派手に飲み食いし、勝手に動き回るロビイストは今後もいりません。」
元凶はこいつか、と堤は憎悪のこもった目で睨んだ。
愛知県にある一都市の鉄工所から世界企業となった「トヨトミ自動車」を舞台に、1995年から2016年の間を描いた小説です。
二人の主人公から見た「トヨトミ自動車」が描かれており、一人は物語当初から社長として辣腕を振るう武田剛平、もう一人は豊臣一族本家の子息であり、2009年から社長に就任する豊臣統一です。
…お察しかとは思いますが、現実にある世界一の自動車会社が舞台であるかような物語になっております。(巻末には「フィクション」とあります。)
前半は武田剛平による、きめ細やかな対処を散りばめながらの攻めの経営によるトヨトミ自動車の躍進が描かれております。
彼の不遇の時代(フィリピンへの単身赴任)や専務時代の子会社買収防衛戦、小型車と大型商用車メーカー(ダイエン工業、立川自動車)の子会社化、そしてアメリカでの禁忌とされたピックアップトラック部門への進出など、生産台数世界一に向かう、非常に勢いがある爽快な内容になっております。
後半は、豊臣統一が社長となるきっかけともなるリーマンショックやブレーキ不作動による事故、そのリコール及びアメリカ議会公聴会など、重苦しい展開のなか、悪戦苦闘しながらも前に進もうとする様子が描かれております。

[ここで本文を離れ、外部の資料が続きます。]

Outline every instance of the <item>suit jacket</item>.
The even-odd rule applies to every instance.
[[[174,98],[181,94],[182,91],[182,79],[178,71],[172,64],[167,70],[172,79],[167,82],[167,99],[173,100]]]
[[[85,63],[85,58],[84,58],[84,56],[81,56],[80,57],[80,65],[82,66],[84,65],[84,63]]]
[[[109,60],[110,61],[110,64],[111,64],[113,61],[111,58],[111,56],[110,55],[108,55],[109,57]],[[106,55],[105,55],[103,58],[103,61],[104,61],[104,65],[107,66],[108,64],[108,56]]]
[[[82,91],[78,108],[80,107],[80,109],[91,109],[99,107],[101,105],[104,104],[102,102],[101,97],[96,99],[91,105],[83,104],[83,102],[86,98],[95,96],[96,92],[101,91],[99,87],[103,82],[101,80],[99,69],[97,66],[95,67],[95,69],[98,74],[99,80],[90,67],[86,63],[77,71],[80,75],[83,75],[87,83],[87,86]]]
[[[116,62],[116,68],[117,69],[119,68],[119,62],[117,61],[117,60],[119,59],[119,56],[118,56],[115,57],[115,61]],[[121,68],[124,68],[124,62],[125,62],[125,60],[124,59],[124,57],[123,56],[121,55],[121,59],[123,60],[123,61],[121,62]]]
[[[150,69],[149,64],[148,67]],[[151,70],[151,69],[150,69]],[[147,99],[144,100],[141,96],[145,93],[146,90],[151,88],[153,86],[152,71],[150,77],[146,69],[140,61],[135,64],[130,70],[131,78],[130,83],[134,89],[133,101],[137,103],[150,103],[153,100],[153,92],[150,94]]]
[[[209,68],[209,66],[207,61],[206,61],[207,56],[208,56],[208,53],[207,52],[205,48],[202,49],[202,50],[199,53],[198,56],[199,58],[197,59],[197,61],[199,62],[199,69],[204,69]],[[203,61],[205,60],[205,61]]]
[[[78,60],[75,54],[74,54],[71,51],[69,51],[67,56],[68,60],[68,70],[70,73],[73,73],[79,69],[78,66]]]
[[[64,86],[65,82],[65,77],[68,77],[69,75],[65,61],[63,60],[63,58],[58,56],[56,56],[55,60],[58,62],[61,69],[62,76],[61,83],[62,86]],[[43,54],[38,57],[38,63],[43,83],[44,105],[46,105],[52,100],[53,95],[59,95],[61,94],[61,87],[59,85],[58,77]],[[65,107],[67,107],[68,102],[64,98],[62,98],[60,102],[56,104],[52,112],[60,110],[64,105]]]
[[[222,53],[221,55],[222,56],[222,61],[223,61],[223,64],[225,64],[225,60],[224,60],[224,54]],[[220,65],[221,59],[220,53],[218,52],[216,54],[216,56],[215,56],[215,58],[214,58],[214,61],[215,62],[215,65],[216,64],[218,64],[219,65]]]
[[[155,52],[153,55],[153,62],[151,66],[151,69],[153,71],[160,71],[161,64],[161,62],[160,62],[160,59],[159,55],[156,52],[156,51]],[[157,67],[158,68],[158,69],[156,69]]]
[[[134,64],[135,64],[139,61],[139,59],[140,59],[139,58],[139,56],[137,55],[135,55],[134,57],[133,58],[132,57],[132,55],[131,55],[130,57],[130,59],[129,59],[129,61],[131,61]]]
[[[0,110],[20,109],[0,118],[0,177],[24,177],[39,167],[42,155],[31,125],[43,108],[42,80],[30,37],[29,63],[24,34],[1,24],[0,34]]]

生産と販売のための米英仏政府との折衝(工場誘致と補助金)や生産台数世界一への邁進などの世界企業としての経済小説的な内容だけではなく、ハイブリッドカー生産前倒しの際の取締役会や社内政治・思惑の交錯、
加えてトヨトミ創業一族の思想と振る舞いなどの社内政治・人間臭い部分も描かれております。

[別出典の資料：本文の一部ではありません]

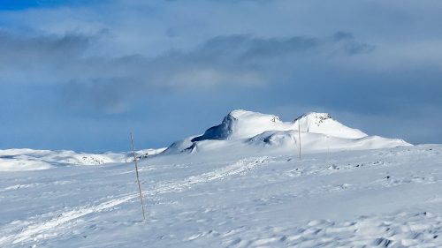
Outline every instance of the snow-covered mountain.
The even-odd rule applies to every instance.
[[[162,151],[145,221],[129,153],[0,151],[0,247],[442,247],[441,145],[235,110]]]
[[[254,149],[257,153],[286,154],[298,149],[300,144],[303,153],[411,146],[402,139],[368,136],[327,113],[309,113],[293,122],[283,122],[274,115],[237,109],[202,135],[174,142],[163,154]]]

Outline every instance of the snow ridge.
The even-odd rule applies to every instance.
[[[305,153],[410,146],[402,139],[368,136],[334,120],[328,113],[311,112],[293,122],[283,122],[274,115],[236,109],[225,116],[220,124],[209,128],[201,136],[174,142],[161,154],[244,149],[286,153],[299,146],[300,136]]]

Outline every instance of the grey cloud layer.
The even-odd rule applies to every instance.
[[[234,108],[329,111],[372,134],[442,140],[441,2],[69,3],[0,11],[4,147],[71,135],[54,147],[100,150],[126,119],[164,146]]]

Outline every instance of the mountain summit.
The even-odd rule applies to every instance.
[[[164,154],[241,149],[260,153],[293,151],[300,137],[307,153],[410,146],[402,139],[368,136],[334,120],[328,113],[311,112],[293,122],[283,122],[274,115],[236,109],[220,124],[209,128],[202,135],[173,143]]]

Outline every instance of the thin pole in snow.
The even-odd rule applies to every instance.
[[[300,160],[301,160],[301,119],[298,120],[298,140],[299,140],[299,144],[298,144],[298,147],[300,148],[300,152],[299,152],[299,156],[300,156]]]
[[[133,162],[135,163],[135,172],[136,172],[136,176],[137,176],[138,192],[140,192],[140,201],[141,202],[142,219],[146,220],[146,214],[144,214],[144,203],[142,201],[141,184],[140,184],[140,177],[138,176],[137,157],[135,155],[135,148],[133,147],[133,136],[132,135],[132,132],[131,132],[131,143],[132,143],[132,152],[133,154]]]

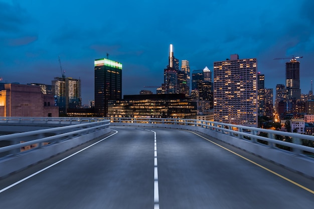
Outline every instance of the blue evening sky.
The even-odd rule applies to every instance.
[[[302,93],[314,80],[312,0],[0,0],[3,82],[51,84],[65,75],[82,80],[82,103],[94,98],[94,60],[122,63],[122,95],[160,86],[174,55],[191,71],[233,54],[256,58],[265,87],[285,84],[285,63],[303,56]],[[147,89],[155,93],[155,89]]]

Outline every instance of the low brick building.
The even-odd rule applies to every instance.
[[[0,117],[59,117],[53,95],[39,86],[0,84]]]

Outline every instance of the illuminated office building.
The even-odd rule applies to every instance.
[[[264,115],[272,118],[274,114],[273,89],[265,89]]]
[[[28,85],[29,84],[28,84]],[[29,85],[40,86],[40,90],[43,94],[47,94],[48,95],[53,95],[53,88],[52,85],[46,85],[37,83],[31,83]]]
[[[198,85],[204,81],[204,73],[203,70],[196,70],[192,72],[191,97],[195,100],[200,99],[200,95]]]
[[[287,89],[283,84],[276,85],[276,98],[275,99],[275,109],[280,115],[286,112]]]
[[[257,126],[257,61],[231,59],[214,63],[215,121]]]
[[[183,93],[185,93],[186,96],[189,96],[191,92],[191,73],[188,61],[185,60],[181,61],[181,71],[185,73],[186,75],[186,86],[184,87],[183,88],[187,88],[188,91],[186,90],[185,92]]]
[[[258,116],[265,115],[265,75],[257,74],[257,104]]]
[[[106,117],[108,101],[122,99],[122,64],[102,58],[95,60],[95,110]]]
[[[108,117],[196,119],[196,103],[184,94],[124,95],[109,100]]]
[[[58,117],[54,96],[38,85],[0,83],[0,117]]]
[[[55,104],[59,106],[59,116],[66,116],[68,108],[81,107],[80,79],[56,77],[52,83]]]
[[[296,101],[301,98],[300,89],[300,62],[295,58],[286,66],[286,87],[287,88],[287,110],[288,113],[294,111]]]

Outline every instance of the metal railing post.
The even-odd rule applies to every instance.
[[[254,130],[251,130],[251,134],[254,135],[255,136],[256,135],[257,133],[257,132],[256,131]],[[256,143],[257,142],[257,140],[256,139],[256,138],[254,137],[251,137],[251,141],[252,141],[253,143]]]
[[[275,139],[275,135],[273,133],[267,133],[267,136],[268,136],[268,138],[269,138],[270,139]],[[273,142],[271,142],[270,141],[268,141],[267,143],[268,143],[268,146],[269,147],[270,147],[270,148],[274,148],[275,147]]]
[[[302,145],[301,139],[295,137],[292,137],[292,143],[295,144]],[[302,153],[301,150],[300,149],[293,148],[292,150],[292,152],[296,155],[298,155]]]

後者については世界的企業であっても、人が動かす「会社」というものであれば、このようなことがあるのだろうな、と思うような内容でもあります。
先述の通り、フィクションである前提ながら、登場人物の背景含め、相当にモチーフとしているのは間違いなく、どこまでがそうなのか、が気になるところでもあります。(巻末の解説でその点が少し触れられております。)
物語は、2016年以降を描いた「トヨトミの逆襲」へと続きます。
日本を代表する自動車産業企業をモチーフとしたフィクション(?)、ご興味ありましたら是非どうぞ。